A novel nDer p2-conjugated TLR7 down-modulates Th2-associated lung inflammation by using a therapeutical protocol

Background:Modified adenine (MA) binding TLR7 represent a new group of adjuvants for immunotherapy. We investigated the in vitro and in vivo effects of a synthetic MA [4-(6-amino-9-benzil-8-idrossi-9H-purin-2-ilsulfanil) butirrico 2,5-diossopirrolidin-1-il estere] called SA26E, chemically conjugated to purified allergen (nDer p2).

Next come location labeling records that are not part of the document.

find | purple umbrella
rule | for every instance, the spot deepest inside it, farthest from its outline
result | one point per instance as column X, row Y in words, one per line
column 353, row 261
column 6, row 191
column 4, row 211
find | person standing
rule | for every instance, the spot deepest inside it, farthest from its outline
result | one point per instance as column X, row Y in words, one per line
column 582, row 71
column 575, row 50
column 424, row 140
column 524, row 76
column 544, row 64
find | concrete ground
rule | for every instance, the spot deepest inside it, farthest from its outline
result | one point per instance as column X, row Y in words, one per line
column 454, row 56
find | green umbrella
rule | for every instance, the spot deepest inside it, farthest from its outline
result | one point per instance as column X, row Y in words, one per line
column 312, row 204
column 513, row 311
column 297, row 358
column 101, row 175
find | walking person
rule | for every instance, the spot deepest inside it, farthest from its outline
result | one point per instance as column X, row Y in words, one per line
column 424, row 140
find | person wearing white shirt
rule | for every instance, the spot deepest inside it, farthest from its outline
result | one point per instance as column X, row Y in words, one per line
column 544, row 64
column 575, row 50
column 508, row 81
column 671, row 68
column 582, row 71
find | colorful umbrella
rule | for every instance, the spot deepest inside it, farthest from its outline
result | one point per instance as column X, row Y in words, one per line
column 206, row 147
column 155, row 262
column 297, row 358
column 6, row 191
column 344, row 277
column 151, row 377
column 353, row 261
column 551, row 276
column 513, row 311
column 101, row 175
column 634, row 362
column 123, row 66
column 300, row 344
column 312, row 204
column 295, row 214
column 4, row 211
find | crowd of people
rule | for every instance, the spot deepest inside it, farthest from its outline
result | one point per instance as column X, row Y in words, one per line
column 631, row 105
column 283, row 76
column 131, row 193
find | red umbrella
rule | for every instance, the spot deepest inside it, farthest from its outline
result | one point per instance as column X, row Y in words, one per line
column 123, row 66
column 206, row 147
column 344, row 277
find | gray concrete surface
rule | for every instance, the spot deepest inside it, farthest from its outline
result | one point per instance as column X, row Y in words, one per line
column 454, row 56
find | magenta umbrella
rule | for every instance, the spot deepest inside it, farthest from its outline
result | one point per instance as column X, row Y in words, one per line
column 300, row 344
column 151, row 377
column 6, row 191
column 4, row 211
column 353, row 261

In particular we analyzed the modulation of Th2-mediated immune response in a murine model of lung inflammation through a therapeutical protocol. Methods: C57Bl/6 mice were intraperitoneal (i.p.) immunised with nDer p2 at d0 and d7. At d14 mice were intratracheally challenged with nDer p2, while at d21 and d28 mice were i.p. treated with an administration of nDer p2-conjugate or nDer p2 alone as control. At d49 and d53 mice were again challenged with nDer p2 and then sacrified at d56 for the analysis. Results: SA26E stably conjugated to allergen, maintained the ability to trigger HEK293 cell line transfected with murine TLR7. Moreover, it downregulated eosinophils in bronchoalveolar lavage of mice treated with nDer p2-SA26E conjugated but not with nDer p2 alone. This effect was associated with a shift in the antibody profile from a type 2- (IgE and IgG1) to a type 1-associated (IgG2a) humoral response. A reduction of IL-13 and a parallel increase of IFN- c was observed in the supernatants of lung mononuclear cells in vitro stimulated with antigen. A concomitant significant increase of IL-10 levels was also found in the supernatants of nDer p2-stimulated cells of spleen and draining lymph nodes. Conclusion: These data suggest that the use of nDer p2-SA26E conjugated regulates and redirects the immune response in a therapeutical fashion and may constitute an useful approach for immunotherapy of allergic diseases.